Haikoo Khandor Blog - Bootstrap in Neural Networks for Heteroscedastic data in JAX

Motivation

Neural network traditionally give point estimates on the test data. These predictions could be either a guess or be completely wrong. A better approach would be to give a range or a band of predictions instead of one value. This band of predictions can help in making a decision. For example: If I were to predict the AQI measure for city A for tomorrow, an interval \(I\in[200,230]\) is better than a single number like \(195\).

%%capture
%matplotlib inline
from functools import partial
import matplotlib.pyplot as plt
import math
try:
    import optax
except ModuleNotFoundError:
    %pip install -qq optax
    import optax
import jax
import jax.numpy as jnp
from jax import jit
from jax.nn.initializers import glorot_normal
try:
    import flax
except ModuleNotFoundError:
    %pip install -qq flax
    import flax
import flax.linen as nn
from flax.training import train_state
import tensorflow_probability.substrates.jax as tfp
from typing import Any, Callable, Sequence
import optax

!pip install jaxopt
import jaxopt
import jax
import jax.numpy as jnp
import numpy as np
import tensorflow as tf
from tqdm import tqdm
import seaborn as sns
from flax.core import unfreeze
import random

Model architecture and loss function

A neural network model with activation function as RELU (Rectified Linear Unit) to introduce a degree of non-linearity. The loss function is the squared error loss. The architecture is defined by the user.

class load(nn.Module):
    features: list

    @nn.compact
    def __call__(self, X, deterministic, rate=0.03):
        for i, feature in enumerate(self.features):
            X = nn.Dense(feature, name=f"layer{i}")(X)
            if i != 0 and i != len(self.features) - 1:
                X = nn.relu(X)
                X = nn.Dropout(rate=rate, deterministic=deterministic)(X)
        return X

    def loss_fn(self, params, X, y, deterministic=False, key=jax.random.PRNGKey(0)):
        y_pred = self.apply(params, X, False, rngs={"dropout": key})
        loss = jnp.sum((y - y_pred)**2)/(2*X.shape[0])
        return loss

We use a Adam optimizer and use JAX to do the automatic gradient computation using “value_and_grad.” It takes a function and returns a function where the argument specified remains the same for subsequent calls. When the function is called again, further parameters can now be defined which helps increase the flexibility of the code whereas also helps fix particular set of parameters which the user wants should be same across all function calls.
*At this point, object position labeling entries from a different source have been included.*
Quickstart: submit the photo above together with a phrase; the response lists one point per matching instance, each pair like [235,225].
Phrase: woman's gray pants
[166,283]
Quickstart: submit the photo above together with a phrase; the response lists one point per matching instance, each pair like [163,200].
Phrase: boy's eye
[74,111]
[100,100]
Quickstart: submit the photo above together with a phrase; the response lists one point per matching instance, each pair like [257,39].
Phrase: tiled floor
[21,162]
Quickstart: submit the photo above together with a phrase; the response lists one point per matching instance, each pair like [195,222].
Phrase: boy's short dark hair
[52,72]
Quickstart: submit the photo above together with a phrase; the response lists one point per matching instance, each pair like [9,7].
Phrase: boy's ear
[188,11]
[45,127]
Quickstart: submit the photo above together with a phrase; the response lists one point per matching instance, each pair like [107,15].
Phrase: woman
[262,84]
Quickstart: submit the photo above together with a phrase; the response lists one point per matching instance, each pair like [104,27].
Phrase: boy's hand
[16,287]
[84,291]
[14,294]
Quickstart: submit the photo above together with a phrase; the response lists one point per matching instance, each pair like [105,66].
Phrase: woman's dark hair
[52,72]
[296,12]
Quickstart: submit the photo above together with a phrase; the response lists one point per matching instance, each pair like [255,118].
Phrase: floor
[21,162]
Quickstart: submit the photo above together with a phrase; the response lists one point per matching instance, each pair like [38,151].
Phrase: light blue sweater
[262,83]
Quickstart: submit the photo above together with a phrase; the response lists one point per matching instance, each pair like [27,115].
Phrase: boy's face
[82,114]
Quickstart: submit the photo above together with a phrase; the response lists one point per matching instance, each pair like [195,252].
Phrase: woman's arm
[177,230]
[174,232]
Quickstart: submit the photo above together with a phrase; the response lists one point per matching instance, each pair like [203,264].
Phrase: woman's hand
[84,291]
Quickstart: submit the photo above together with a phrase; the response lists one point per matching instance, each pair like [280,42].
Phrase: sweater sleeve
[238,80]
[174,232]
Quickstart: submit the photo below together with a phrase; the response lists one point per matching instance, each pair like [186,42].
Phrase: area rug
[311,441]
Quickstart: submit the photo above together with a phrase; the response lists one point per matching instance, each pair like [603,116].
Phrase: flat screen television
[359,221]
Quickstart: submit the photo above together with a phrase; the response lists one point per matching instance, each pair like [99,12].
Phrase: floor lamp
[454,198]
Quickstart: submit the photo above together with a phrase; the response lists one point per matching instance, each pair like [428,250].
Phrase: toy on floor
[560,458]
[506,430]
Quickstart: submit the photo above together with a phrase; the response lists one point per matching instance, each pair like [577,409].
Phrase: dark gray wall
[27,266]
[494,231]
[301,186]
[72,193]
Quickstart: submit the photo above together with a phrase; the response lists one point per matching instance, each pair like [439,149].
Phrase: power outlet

def fit(model, params, X, y, learning_rate=0.01, epochs=100, key=0, verbose=False):
    opt = optax.adam(learning_rate=learning_rate)
    opt_state = opt.init(params)

    loss_grad_fn = jax.jit(jax.value_and_grad(model.loss_fn))
    key = jax.random.PRNGKey(key)
    losses = []
    for i in range(epochs):
        key, _ = jax.random.split(key)
        loss_val, grads = loss_grad_fn(params, X, y, True)
        updates, opt_state = opt.update(grads, opt_state)
        params = optax.apply_updates(params, updates)
        losses.append(loss_val)
        if verbose and i % (epochs / 10) == 0:
            print('Loss step {}: '.format(i), loss_val)
    return params, jnp.array(losses)

In sin data, the noise added is multiplied with \(x\) whereas in hetero data, the noise is multiplied with \(x^2\). Since the noise is dependant on x, it becomes heteroscedastic data.

def data_sin(points=20, xrange=(-3, 3), std=0.3):
    xx = jnp.linspace(-1, 1, 1000).reshape(-1, 1)
    key = jax.random.PRNGKey(0)
    epsilons = jax.random.normal(key, shape=(3,)) * 0.02
    y_true = jnp.array([[x + 0.3 * jnp.sin(2 * jnp.pi * (x + epsilons[0])) +
                       0.3 * jnp.sin(4 * jnp.pi * (x + epsilons[1])) + epsilons[2]] for x in xx])
    yy = jnp.array([[x + 0.3 * jnp.sin(2 * jnp.pi * (x + epsilons[0])) + 0.3 * jnp.sin(4 *
                   jnp.pi * (x + epsilons[1])) + epsilons[2] + x*np.random.normal(0, std)] for x in xx])
    return xx.reshape(1000, 1), yy.reshape(1000, 1), y_true.reshape(1000, 1)


def data_hetero(points=20, xrange=(-3, 3), std=0.3):
    xx = jnp.linspace(-1, 1, 1000).reshape(-1, 1)
    key = jax.random.PRNGKey(0)
    y_true = jnp.array([[x*10*x] for x in xx])
    yy = jnp.array([[x*10*x + x*x*np.random.normal(0, std)] for x in xx])
    return xx.reshape(1000, 1), yy.reshape(1000, 1), y_true.reshape(1000, 1)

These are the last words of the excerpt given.